Paul Heinz

Original Fiction, Music and Essays

Conformity, Greatness, Mediocrity and George Bailey

In college I had a roommate who facetiously claimed that the Frank Capra Christmastime classic, It’s a Wonderful Life, had been commissioned by the U.S. Government as a way to dampen expectations of the post-war population. Soldiers returning from the war wanted not just a piece of the American Dream, they wanted to achieve, to aspire, to conquer life the way they had conquered death on the battlefields of Europe and the Pacific islands. In short, they wanted it all. The Feds, fearful of a potential uprising of unsatisfied citizens, hoped to quell their desire, and what better way to do so than to make a movie about a man with big dreams who by the film’s end learns life’s most valuable lesson: that no man is a failure who has friends? A wonderful theory, and one that made the twenty-something me laugh and take note, as I sure as hell wasn’t going to settle for the simple life. No fricking way.

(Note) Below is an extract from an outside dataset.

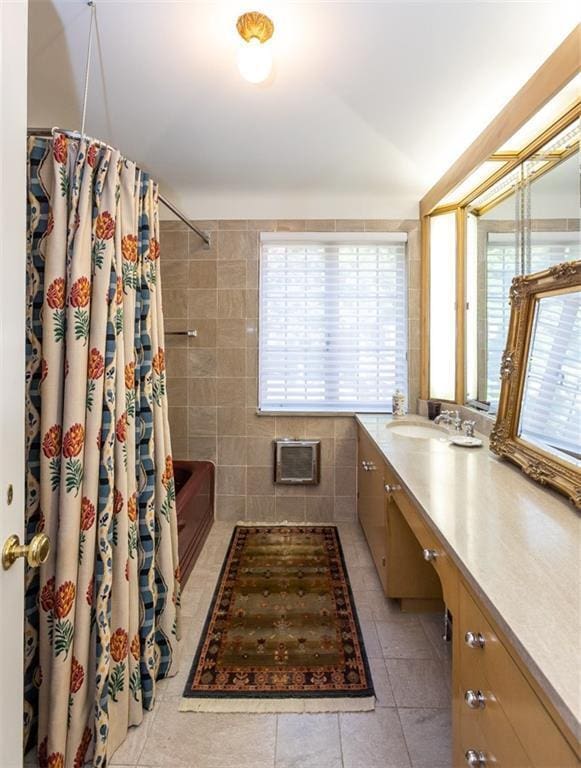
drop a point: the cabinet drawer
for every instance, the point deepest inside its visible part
(492, 670)
(489, 731)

Fast forward just a short decade or so, and I was an at-home dad taking care of twin daughters in a three-bedroom ranch in suburban Pennsylvania. So much for conquering the world, though there were days – say, on a sunny weekday when my kids and I successfully tackled a trip to the Philadelphia Zoo with no spousal lifeboat – that I did indeed feel like The King Of The World.

Government conspiracy or not, the idea of conformity did seem to take hold in post-war United States, so much so that author Richard Yates devoted his 1961 debut novel Revolutionary Road to the concept. In a 1972 interview, Yates says of his novel: “During the fifties there was a general lust for conformity all over this country, by no means only in the suburbs—a kind of blind, desperate clinging to safety and security at any price…”  He also says his book is about “…a series of abortions, of all kinds—an aborted play, several aborted careers, any number of aborted ambitions and aborted plans and aborted dreams.”

George Bailey, right?

Not so fast. 

As I was reading the book last month, I noticed that Yates’s protagonists, Frank and April Wheeler, were living out the second part of a life cycle that Kurt Vonnegut Jr. describes in his novel, Deadeye Dick:

“If a person survives an ordinary span of sixty years or more, there is every chance that his or her life as a shapely story has ended and all that remains to be experienced is epilogue. Life is not over, but the story is…I suppose that’s really what so many American women are complaining about these days: They find their lives short on story and overburdened with epilogue.”

Overburdened with epilogue.  The unhappiness of Yates’s characters really had nothing to do with marriage, suburbia, careers or lack thereof, hobbies, home projects or friends. The Wheelers were going to be miserable whatever their life circumstances. Their stories were over, and they were living out their epilogues. They experienced no joy from their children. They didn’t do interesting things on the weekends. They didn’t enjoy the company of others. They did nothing to help people. They were largely sleeping walking through life.

George Bailey lived a life that – while perhaps not the one he’d envisioned as a youth – was quite rich in comparison, though one could argue that this conclusion is the result of rationalizing. He didn’t achieve greatness, and therefore had no choice but to find solace in mediocrity. But are those the only alternatives?  Is the alternative to greatness – to achieving one’s dreams at any cost – mere mediocrity?  Is George Bailey anything special in the end? John Steinbeck might not think so. In his novel East of Eden, the character Sam Hamilton says, “When the Lord God did not call my name, I might have called His name – but I did not. There you have the difference between greatness and mediocrity. It’s not an uncommon disease…I’m glad I chose mediocrity, but how am I to say what reward might have come with the other?”

How, indeed. In the current movie, La La Land, the final segment offers a glimpse into alternative lives for the two leads had they chosen difference courses, and I suppose we all play out these parallel universes in our imaginations from time to time and wonder what would have been like had we taken a different turn, said yes instead of no or vice versa, or taken a risk we weren’t prepared to take. But does mean that the life we live – perhaps a rather common life – is mediocre? 

I argue that it might be, but it definitely needn’t be.